Friday, 15 June 2007

Pushing the noise envelope

Steve Gillette, in a comment, provided a link about Kodak's new sensor filter array. dpreview are also carrying the story. Is this really true, or is something missing?

I did some thinking on this, and I'm not convinced they've got it nailed. The claim is that by using the luminance pixels noise is reduced. I'm sure it is - these pixels effectively capture 3 times the light of filtered ones. Then again, why didn't they go with an LAB type array, why use RGB as well as luminance?
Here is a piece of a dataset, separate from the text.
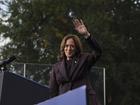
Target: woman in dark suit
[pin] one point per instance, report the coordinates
(72, 71)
Then there is the resolution thing. Without colour resolution, the luminance "resolution" is either good for B&W or is just noise in itself. (If one wanted B&W, then one would not need the filter array anyway.) With colour pixels now spaced at 4 sites, compared to 2 sites for a Bayer array, the resolution that can be offered is only going to be that of a sensor with a quarter the pixels. Any interpolation is just guessing, it doesn't provide true resolution. If there were only a quarter of the pixels, noise would be inherently lower as the sensors would be that much larger. I'm sure that the extra interpolation will lead to colour fringe effects. Physics getting in the way again.

Of course, Kodak also have some fancy software algorithms to go with the new array which I'm sure helps with noise reduction but that could well be the crux of this working. then again, Canon are doing a really good job with high ISO performance (in large sensors at least) and there must a lot of algorithms involved there. I'm sure I read somewhere that Canon are also increasing the sensor site size by reducing the size of all the other stuff on the chip: less gaps, bigger sites.


  1. "less gaps, bigger sites"

    Do you mean fewer gaps or lesser (smaller) gaps? "Less gaps" cannot really be interpreted in English because "less" can only modify singular nouns ("fewer" is for plural nouns) such as "less money" / "fewer coins"; "less resolution" / "fewer pixels"; "less water" / "fewer people" and so forth.

    I suspect you meant smaller gaps rather than fewer but I'm not sure. Thanks for the interesting thoughts.

  2. Indeed: smaller gaps. I love pedantry!